'Senior Year' review: This comedy isn't even passable
THE MOVIE "Senior Year"
WHERE Streaming on Netflix
WHAT IT'S ABOUT "Senior Year" tells the story of Stephanie Conway, a teenager circa 2002 who wants nothing more than to be the most popular girl in her suburban high school with what she considers the most perfect life.
Stephanie's well on her way toward achieving exactly that as this Netflix movie opens — she's the cheerleading captain, with the ideal boyfriend, while being the front-runner for prom queen — until an accident during a routine leaves her in a coma for 20 years.
She awakens in 2022 to a very different world.
Teenage Stephanie is played by Angourie Rice ("Spider-Man: No Way Home"). In her 30s, she's transformed into Rebel Wilson.
Meanwhile, her best pals, Martha (Mary Holland) and Seth (Sam Richardson), have become the principal and librarian at her old high school. Dad (Chris Parnell) has gone from working at Blockbuster to Best Buy.
And popularity is now determined by Instagram follows.

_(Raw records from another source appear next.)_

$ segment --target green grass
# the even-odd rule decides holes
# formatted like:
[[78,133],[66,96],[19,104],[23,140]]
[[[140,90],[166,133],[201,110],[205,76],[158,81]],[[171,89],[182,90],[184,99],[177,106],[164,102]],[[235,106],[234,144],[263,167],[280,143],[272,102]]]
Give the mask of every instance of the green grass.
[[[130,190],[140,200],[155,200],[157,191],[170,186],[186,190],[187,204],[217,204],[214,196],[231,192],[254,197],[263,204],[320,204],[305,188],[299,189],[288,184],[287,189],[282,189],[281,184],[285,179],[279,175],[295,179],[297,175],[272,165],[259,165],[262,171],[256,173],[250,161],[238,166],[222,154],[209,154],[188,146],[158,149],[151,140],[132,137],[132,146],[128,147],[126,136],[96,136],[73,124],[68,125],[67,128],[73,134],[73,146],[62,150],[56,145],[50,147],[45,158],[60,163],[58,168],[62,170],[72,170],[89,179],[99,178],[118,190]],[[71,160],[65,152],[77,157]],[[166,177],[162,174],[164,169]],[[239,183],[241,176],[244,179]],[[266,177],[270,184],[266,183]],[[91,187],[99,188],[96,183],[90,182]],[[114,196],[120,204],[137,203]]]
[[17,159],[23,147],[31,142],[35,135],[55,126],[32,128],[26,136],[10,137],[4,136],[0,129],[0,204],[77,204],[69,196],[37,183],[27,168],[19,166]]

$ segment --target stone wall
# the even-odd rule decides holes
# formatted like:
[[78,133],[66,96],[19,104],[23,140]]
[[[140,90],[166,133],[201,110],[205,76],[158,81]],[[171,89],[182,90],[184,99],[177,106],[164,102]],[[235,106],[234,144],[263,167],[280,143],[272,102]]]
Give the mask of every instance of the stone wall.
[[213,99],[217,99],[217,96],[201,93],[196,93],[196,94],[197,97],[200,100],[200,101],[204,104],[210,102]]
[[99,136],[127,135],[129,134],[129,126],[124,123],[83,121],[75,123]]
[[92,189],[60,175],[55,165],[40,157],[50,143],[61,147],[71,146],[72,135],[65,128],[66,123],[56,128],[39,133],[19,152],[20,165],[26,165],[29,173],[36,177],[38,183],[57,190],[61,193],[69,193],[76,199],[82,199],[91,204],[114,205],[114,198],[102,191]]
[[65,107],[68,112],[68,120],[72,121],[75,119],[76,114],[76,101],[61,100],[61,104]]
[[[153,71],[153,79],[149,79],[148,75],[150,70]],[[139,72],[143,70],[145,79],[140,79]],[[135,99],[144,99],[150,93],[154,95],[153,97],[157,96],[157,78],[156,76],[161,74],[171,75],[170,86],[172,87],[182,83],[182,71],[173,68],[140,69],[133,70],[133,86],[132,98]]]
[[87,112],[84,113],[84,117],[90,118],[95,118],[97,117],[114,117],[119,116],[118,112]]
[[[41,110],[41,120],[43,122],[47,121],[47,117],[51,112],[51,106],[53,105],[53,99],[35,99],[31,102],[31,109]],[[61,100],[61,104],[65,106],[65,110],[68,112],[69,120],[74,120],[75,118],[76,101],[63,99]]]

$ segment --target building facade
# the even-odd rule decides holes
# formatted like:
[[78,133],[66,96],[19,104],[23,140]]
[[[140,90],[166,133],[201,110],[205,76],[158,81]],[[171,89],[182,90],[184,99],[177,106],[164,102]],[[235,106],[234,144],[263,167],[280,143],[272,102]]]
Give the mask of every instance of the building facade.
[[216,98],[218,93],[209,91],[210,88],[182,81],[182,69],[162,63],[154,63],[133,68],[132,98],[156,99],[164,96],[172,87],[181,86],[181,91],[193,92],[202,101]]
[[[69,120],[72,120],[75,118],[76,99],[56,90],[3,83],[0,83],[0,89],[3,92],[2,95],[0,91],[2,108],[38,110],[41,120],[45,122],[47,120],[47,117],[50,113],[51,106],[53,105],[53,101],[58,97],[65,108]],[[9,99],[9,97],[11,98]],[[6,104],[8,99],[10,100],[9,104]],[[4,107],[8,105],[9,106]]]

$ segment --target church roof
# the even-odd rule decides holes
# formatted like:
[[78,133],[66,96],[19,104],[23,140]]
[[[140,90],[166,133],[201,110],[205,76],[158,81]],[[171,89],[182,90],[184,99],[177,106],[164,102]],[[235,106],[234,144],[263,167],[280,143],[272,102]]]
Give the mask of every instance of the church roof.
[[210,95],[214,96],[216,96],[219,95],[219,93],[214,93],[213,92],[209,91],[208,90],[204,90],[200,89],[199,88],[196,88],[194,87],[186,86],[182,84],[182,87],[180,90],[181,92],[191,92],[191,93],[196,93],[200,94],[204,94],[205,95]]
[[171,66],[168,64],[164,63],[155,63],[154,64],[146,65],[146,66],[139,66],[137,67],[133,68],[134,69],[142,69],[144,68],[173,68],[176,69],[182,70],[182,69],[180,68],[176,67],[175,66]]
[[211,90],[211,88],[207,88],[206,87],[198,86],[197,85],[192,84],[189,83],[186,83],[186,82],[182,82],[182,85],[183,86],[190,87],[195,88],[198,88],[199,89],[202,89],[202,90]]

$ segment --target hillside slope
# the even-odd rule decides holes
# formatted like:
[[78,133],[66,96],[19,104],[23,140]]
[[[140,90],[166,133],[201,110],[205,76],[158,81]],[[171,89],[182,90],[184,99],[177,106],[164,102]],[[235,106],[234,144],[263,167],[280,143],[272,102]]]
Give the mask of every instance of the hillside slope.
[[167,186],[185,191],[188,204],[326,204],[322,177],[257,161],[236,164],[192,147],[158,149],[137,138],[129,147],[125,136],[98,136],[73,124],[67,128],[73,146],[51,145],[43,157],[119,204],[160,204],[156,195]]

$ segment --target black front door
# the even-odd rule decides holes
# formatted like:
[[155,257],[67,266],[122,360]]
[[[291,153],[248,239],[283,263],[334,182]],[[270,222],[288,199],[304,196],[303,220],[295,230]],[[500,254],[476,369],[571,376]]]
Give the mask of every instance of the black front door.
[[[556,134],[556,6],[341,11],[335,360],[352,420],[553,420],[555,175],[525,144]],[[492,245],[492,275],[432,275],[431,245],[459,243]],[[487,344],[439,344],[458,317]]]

The latest high-concept comedy seeking a fragment of the overwhelmed streaming audience follows the adult Stephanie as she returns to school to finish her senior year.
MY SAY It's hard to imagine a more unpleasant movie than "Senior Year."
There's nothing interesting about the premise, which finds Stephanie waking up, requiring no rehab or adjustment after her epic ordeal, and immediately launching back into her old self, as if she'd simply taken a 20-year nap. It's a miraculous recovery treated as bad sitcom fodder.
There's no reason to care about this character. She's selfish and conceited, treating her friends horribly. She has backward values and priorities, immediately making the 2022 version of her school into a worse place by advocating for the reinstatement of archaic cliques and traditions.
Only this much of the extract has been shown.